Perhaps check the ACF/PACF plots and confirm that there are is no correlation.

Also try modeling and confirm no model can out-perform persistence.

Hi Jason,

How many data points are good enough for random walk and do statistical test on them. For example if I work on some time series involving patients where each patient has around 8 timesteps then do I need to see random walk for each patient or how can I combine them as each may have different trend.

Good question, not sure. More than 8, maybe 30+

When we are looking at different patients is it same like forecasting for multiple sites. In a link

https://machinelearningmastery.com/faq/single-faq/how-to-develop-forecast-models-for-multiple-sites/

you’ve some suggestions there.

Do you have any posts or example explaining for this prediction for multiple sites e.g. how to make group or hybrid approach etc.

No sorry, it would be specific to your dataset, I would expect.

The random walk data goes negative.
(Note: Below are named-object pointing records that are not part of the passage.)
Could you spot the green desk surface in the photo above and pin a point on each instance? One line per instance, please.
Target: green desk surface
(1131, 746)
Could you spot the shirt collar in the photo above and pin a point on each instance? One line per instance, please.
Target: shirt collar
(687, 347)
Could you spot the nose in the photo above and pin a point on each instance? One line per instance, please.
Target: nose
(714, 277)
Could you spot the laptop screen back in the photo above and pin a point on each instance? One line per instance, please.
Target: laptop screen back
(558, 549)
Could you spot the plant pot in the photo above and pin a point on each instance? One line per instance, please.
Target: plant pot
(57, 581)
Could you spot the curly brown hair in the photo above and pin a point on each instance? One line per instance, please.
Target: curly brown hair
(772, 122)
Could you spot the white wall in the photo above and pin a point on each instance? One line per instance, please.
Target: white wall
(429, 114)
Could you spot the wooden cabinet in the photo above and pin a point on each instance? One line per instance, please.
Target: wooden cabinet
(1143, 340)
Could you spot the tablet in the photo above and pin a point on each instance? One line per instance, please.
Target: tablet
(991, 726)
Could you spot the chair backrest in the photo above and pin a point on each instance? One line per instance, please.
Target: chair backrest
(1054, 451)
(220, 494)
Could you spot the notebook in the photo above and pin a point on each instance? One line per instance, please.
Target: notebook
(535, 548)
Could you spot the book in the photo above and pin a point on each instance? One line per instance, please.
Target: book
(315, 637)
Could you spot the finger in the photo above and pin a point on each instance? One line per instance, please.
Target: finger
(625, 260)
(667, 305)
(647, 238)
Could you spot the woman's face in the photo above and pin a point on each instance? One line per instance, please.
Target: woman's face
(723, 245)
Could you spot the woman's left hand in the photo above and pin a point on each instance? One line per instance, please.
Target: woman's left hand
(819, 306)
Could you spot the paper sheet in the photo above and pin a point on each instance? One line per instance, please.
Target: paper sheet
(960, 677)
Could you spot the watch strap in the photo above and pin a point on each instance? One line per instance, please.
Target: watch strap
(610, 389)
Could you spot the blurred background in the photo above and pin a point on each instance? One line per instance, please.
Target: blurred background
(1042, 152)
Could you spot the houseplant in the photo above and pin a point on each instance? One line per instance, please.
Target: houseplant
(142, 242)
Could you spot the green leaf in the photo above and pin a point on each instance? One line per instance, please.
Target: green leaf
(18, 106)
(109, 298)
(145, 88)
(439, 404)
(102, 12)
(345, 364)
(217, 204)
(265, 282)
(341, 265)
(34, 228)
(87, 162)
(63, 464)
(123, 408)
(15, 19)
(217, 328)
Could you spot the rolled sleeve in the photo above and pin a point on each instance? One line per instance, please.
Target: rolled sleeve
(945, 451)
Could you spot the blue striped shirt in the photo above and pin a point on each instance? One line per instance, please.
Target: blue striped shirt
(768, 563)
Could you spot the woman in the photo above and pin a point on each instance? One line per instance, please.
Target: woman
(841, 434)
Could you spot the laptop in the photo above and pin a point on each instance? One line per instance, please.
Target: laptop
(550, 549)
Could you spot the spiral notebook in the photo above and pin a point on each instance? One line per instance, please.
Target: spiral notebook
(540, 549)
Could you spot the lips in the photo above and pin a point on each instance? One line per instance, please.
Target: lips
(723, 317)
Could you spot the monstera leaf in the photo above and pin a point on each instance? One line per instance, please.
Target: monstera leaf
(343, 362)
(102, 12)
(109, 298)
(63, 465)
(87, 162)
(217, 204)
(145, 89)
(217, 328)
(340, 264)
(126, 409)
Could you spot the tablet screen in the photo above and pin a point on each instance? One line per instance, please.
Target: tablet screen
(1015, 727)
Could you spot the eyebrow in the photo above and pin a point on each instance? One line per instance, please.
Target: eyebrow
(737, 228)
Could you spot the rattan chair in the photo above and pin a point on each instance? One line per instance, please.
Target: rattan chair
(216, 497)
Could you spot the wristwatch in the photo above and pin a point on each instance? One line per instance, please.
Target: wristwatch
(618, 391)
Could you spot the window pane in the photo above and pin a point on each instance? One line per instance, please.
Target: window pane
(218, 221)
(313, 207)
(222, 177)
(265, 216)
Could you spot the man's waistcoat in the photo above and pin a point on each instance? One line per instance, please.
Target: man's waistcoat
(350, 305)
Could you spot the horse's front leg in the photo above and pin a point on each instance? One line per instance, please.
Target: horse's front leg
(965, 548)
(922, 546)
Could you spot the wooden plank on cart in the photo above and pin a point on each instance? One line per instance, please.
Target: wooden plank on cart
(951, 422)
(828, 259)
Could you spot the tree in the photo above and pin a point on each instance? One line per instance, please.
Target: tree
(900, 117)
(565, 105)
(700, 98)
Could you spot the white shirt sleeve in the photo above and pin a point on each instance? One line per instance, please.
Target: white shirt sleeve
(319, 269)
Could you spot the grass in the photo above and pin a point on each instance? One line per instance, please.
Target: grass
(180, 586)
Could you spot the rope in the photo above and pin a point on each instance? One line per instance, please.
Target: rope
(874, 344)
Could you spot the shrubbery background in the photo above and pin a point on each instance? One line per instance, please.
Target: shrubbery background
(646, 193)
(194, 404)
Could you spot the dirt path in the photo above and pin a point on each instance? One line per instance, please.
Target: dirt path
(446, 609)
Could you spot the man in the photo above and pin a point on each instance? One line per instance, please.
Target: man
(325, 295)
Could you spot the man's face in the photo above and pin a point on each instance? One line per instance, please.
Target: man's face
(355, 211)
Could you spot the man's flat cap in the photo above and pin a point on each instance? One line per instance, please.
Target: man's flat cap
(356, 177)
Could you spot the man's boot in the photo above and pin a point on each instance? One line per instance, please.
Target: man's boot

How would you suggest this be managed? Not many stock prices actually go negative. Many other data won’t go negative.

It is not a model of stock prices specifically, it is a simulated example of a random walk.

The short term movement in stock prices is a different example of a random walk.

Hi Jason,

I have over 100+ features and 1 output variable (classification) problem that I am trying to address using LSTM. Even though my features are time series the classification decision is done using a different set of parameters.

Do we need to validate random walk when we have multiple input features and 3 possible output classes? If yes, do you have a tutorial for the same as this one deals with regression

Thanks in advance for your help

I forgot to mention it’s a time series classification problem

If you have output classes, it sounds like a time series classification problem.

Perhaps start here instead:

https://machinelearningmastery.com/start-here/#deep_learning_time_series

#Random Walk

Hi Jason, I am going through your book but I am having trouble replacing your TimeSeries sample data with mine in your code. How can replace your sample code without breaking it. Suppose my TimeSeries data source is called ‘series.

Thanks

-Gonzalo

What problem are you having exactly?